Le Premier ministre François Fillon a reconnu que la partie serait difficile pour son camp: "c'est vrai que nous n'avons pas grand chose à perdre dans ces élections régionales puisque
la gauche contrôle 20 régions sur 22" en métropole.
Selon un sondage TNS-Sofres Logica, la majorité présidentielle est créditée jeudi d'un score de 30% au 1er tour, mais avec de faibles réserves de voix, face au PS (28%) et Europe
Ecologie (13%).
Les instances dirigeantes de l'UMP défendent donc la stratégie du "rassemblement dès le 1er tour pour créer une dynamique gagnante" au second.
Cette "union" de la majorité, répète le secrétaire général Xavier Bertrand, s'était avérée payante aux élections européennes (scrutin à un tour, ndlr).
L'UMP a donc voulu la conforter bien en amont du premier tour des régionales en réactivant, au lendemain des européennes, un "comité" chargé d'organiser les alliances avec les
partenaires (Nouveau Centre, Progressistes, Radicaux, Chrétiens Démocrates, souverainistes (MPF), et Chasseurs (CPNT)).

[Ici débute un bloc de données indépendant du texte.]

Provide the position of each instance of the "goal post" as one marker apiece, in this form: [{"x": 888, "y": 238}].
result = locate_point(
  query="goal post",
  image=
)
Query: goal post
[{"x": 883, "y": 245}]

Mais à quelques semaines d'un scrutin perçu par beaucoup comme un tour de chauffe deux ans avant la présidentielle, la stratégie du rassemblement voulue par Nicolas Sarkozy est loin de
faire l'unanimité à l'UMP.
Son conseil national a ainsi approuvé à une petite majorité (60%) les listes régionales où il a fallu faire place aux alliés, notamment centristes.
Le mieux servi des partenaires, le Nouveau Centre d'Hervé Morin, devrait ainsi obtenir 80 élus, selon l'UMP. Au grand dam "des militants, canal historique RPR".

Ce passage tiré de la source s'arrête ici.